Because LC8 is a subunit of cytoplasmic dynein, our findings suggest that cytoplasmic dynein is the motor for retrograde IFT. The outer arm dynein, which also contains LC8 and is potentially in the correct location to generate IFT, can be ruled out as the retrograde motor because mutants lacking the outer arms have normal IFT (Kozminski et al., 1993). LC8 is not necessary for flagellar surface motililty (Bloodgood, 1989), indicating that retrograde IFT and retrograde surface motility are powered by different motors.
Recently, novel 15-16S particles have been identified in the cytoplasmic matrix fraction of Chlamydomonas flagella (Cole, D.G., and J.L. Rosenbaum. 1996. Mol.

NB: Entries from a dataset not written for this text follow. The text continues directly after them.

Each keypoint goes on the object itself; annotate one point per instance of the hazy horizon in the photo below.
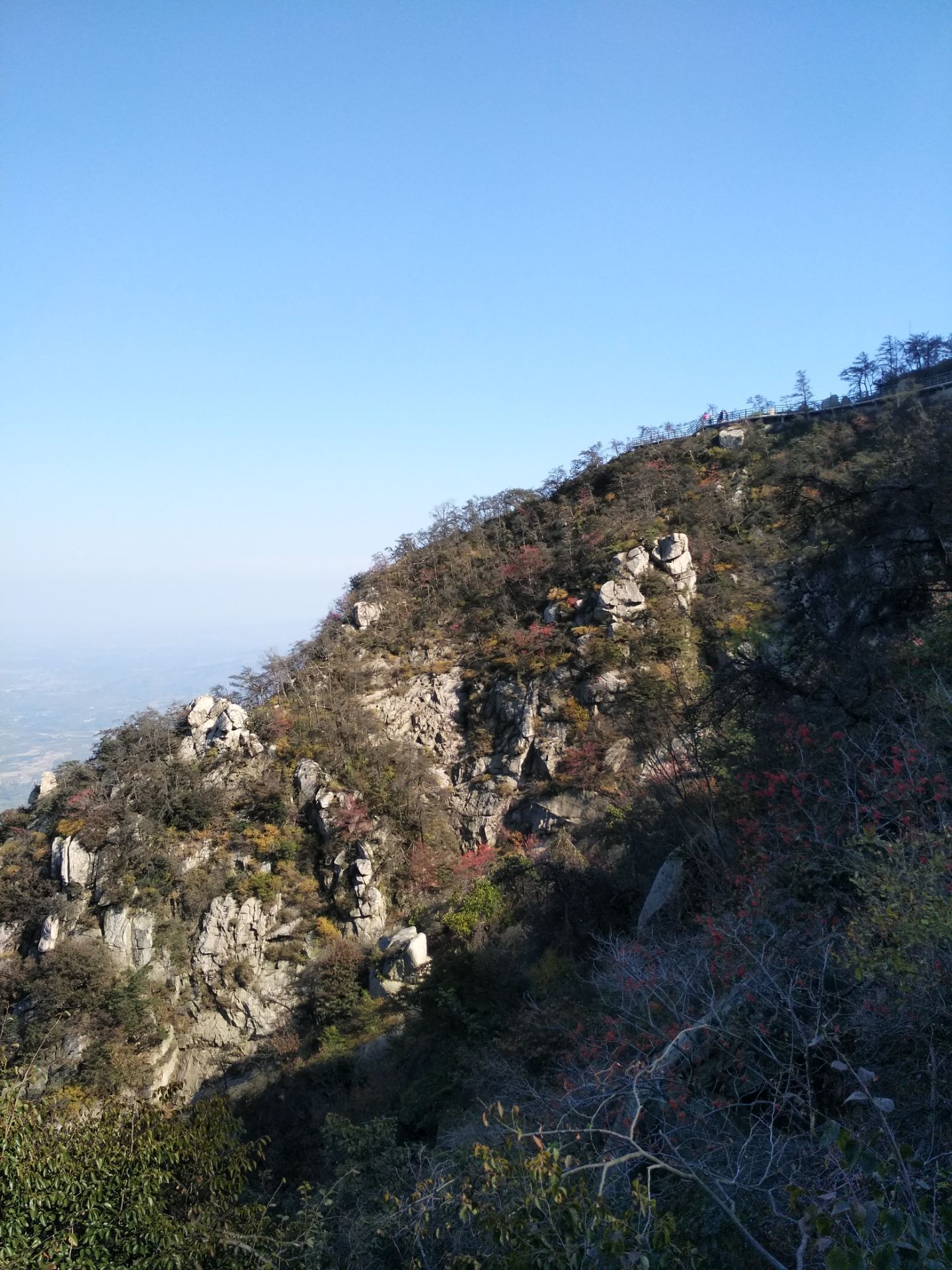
(280, 278)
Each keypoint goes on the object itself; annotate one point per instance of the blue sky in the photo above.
(280, 277)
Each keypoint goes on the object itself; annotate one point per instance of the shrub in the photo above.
(331, 988)
(481, 906)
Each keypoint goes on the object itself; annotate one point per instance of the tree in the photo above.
(803, 390)
(923, 351)
(859, 375)
(890, 359)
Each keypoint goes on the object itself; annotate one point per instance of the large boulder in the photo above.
(603, 687)
(368, 917)
(71, 863)
(231, 933)
(365, 614)
(428, 712)
(731, 439)
(672, 556)
(403, 963)
(11, 937)
(631, 564)
(48, 934)
(128, 937)
(664, 889)
(619, 600)
(48, 786)
(219, 724)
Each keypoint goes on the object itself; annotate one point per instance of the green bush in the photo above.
(481, 906)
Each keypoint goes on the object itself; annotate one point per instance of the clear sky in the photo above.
(280, 276)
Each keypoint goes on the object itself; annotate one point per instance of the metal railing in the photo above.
(920, 382)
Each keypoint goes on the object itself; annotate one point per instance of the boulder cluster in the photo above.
(403, 960)
(219, 724)
(348, 857)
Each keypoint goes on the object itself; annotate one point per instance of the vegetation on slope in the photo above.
(758, 1078)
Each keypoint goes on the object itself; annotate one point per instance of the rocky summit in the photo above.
(576, 894)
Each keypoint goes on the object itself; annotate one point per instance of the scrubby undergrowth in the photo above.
(757, 1075)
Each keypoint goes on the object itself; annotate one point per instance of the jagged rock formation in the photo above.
(221, 726)
(429, 712)
(673, 556)
(352, 861)
(128, 937)
(664, 889)
(71, 863)
(731, 439)
(48, 785)
(365, 614)
(403, 963)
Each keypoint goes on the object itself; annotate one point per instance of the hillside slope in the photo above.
(623, 802)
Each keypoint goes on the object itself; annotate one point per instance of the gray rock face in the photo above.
(309, 778)
(368, 917)
(128, 937)
(365, 614)
(731, 439)
(673, 556)
(404, 963)
(550, 814)
(231, 933)
(429, 712)
(631, 564)
(664, 889)
(221, 724)
(48, 934)
(48, 785)
(619, 601)
(11, 937)
(71, 863)
(604, 687)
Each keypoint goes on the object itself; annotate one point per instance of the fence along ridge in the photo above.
(673, 431)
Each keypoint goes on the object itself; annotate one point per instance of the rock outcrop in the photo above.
(71, 863)
(128, 937)
(429, 712)
(11, 937)
(619, 600)
(48, 785)
(664, 889)
(672, 556)
(403, 963)
(221, 726)
(48, 934)
(365, 614)
(731, 439)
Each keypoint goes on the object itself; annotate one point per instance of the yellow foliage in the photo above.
(263, 839)
(575, 714)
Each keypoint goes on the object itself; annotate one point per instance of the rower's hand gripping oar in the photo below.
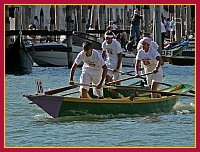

Biol. Cell. 7:47a; Piperno and Mead, 1997; Cole et al., 1998). Concomitant with the accumulation of rafts in the flagella of LC8 mutants, we find a massive accumulation of the polypeptides that are postulated to be components of these complexes. These results confirm that the 15-16S particles are subunits of the rafts (Cole et al., 1998).
Because Chlamydomonas is advantageous for both biochemical and molecular genetic studies, the null mutants described here should be very useful for definitive identification of the retrograde IFT motor, and for understanding the role of LC8 in the functioning of this motor. The mutants also should be useful for determining the full repertoire of complexes with which LC8 is associated in Chlamydomonas, and whether LC8 plays a direct role in the assembly of structures such as the inner and outer dynein arms.
Materials And Methods
Chlamydomonas reinhardtii strains used in this work included: g1 (nit1, NIT2, agg1, mt+) (Pazour et al., 1995), 137c (nit1, nit2, mt+), CC124 (nit1, nit2, mt−), ida1 (ida1, mt+) (obtained from R. Kamiya, University of Tokyo, Tokyo, Japan), and pf18 (pf18, mt−). Strains 137c, CC124, and pf18 can be obtained from the Chlamydomonas Culture Collection (Duke University, Durham, NC). Strains produced in the course of this study included: V64 (fla14-1::NIT1, nit1, mt+) and V101 (fla14-2::NIT1, nit1, mt+), both insertional mutants obtained by transforming g1 with cloned NIT1 DNA; F5 (FLA14, fla14-1::NIT1, nit1, mt+) obtained by transforming V64 with the cloned FLA14 gene; and 2782.1 (FLA14, fla14-1::NIT1, mt−) obtained by crossing F5 to 137c.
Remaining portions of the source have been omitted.